When I got back from Suffolk yesterday it was about 1.30 pm. Parker was moving out and into the basement. Another tenant gone. The search begins again. What a variety of people have walked through these doors. Anna, Wassim, Beth, Agus and now Parker. In all cases starting afresh – 3 of them having moved from their home countries to try a new life in Bristol. And then gone. The moving on moves me. Yes, the passing of time yet I am happy here and would like to stay for the moment.
‘..he wanted to be good, he wanted to be kind, he wanted to be brave and wise, but it was all pretty difficult. He wanted to be loved, too, if he could fit it in.’
As I unpacked my stuff I looked out of my window to see that Nick’s car had had all its windows smashed and had been set on fire as had a lovely old Triumph motorbike owned by one of the neighbours and always parked under the street lamp on Buckingham Vale. What a thing to do. The bonnet of Nick’s car was sticking up in the air all blackened as was the engine and the tyres. The bike was on its side with the petrol cap missing. This didn’t seem like just a simple robbery. It was more violent than that unless it was an accident but it couldn’t be. It looks like deliberate and excessive vandalism. My immediate negative thought was about the hatred of privilege in Clifton but this seemed much too far-fetched to be a likely reason. Poor Nick.

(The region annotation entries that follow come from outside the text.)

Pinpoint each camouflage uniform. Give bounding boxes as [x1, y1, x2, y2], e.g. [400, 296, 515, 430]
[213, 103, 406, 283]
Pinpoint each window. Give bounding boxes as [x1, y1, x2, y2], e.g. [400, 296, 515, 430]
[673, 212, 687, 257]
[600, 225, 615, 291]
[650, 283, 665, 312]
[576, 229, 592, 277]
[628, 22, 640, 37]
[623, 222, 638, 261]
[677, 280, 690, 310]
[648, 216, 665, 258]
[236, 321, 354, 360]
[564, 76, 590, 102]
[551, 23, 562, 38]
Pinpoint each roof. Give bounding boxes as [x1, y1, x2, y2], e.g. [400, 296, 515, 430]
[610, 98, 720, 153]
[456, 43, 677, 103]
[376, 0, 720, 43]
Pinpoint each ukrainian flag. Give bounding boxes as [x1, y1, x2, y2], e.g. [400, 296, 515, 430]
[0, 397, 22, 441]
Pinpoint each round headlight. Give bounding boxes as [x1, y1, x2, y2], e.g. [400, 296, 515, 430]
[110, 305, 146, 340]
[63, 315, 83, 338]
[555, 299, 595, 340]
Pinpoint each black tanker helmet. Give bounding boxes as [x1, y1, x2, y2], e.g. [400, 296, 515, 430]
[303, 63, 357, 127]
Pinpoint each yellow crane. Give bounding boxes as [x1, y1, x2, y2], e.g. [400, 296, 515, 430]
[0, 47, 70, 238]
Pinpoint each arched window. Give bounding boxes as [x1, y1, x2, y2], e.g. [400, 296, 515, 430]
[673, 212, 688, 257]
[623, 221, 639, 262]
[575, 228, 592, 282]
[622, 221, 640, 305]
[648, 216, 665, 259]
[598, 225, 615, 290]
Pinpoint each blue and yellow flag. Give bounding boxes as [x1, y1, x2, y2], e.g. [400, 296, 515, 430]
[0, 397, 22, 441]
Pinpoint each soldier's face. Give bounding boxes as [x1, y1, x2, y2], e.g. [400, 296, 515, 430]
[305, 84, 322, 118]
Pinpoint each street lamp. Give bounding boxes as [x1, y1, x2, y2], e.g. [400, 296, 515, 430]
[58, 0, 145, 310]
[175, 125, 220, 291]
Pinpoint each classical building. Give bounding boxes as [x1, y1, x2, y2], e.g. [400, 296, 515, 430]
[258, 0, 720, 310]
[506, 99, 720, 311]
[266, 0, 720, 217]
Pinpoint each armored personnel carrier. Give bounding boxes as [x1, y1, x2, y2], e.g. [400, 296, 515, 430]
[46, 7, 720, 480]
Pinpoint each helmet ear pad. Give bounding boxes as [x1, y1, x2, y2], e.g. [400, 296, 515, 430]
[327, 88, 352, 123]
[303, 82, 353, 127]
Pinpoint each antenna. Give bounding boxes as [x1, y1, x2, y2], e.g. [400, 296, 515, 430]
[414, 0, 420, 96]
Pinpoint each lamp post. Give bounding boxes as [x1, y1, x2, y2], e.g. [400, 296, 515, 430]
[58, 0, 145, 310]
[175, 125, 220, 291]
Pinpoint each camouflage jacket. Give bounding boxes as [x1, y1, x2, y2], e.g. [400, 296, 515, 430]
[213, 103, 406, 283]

The strangest thing of all was that I was the first person to tell him although it had happened at 11 O’Clock last night. Neither he nor Parker had noticed while the people opposite had been really affected and phoned the emergency services.
‘Didn’t they call you?’ I asked Nick.
‘No, they don’t have my number.’
No neighbourhood watch in this part of Clifton. Not for the first time I think how everyone seems to live in their own little worlds on this street.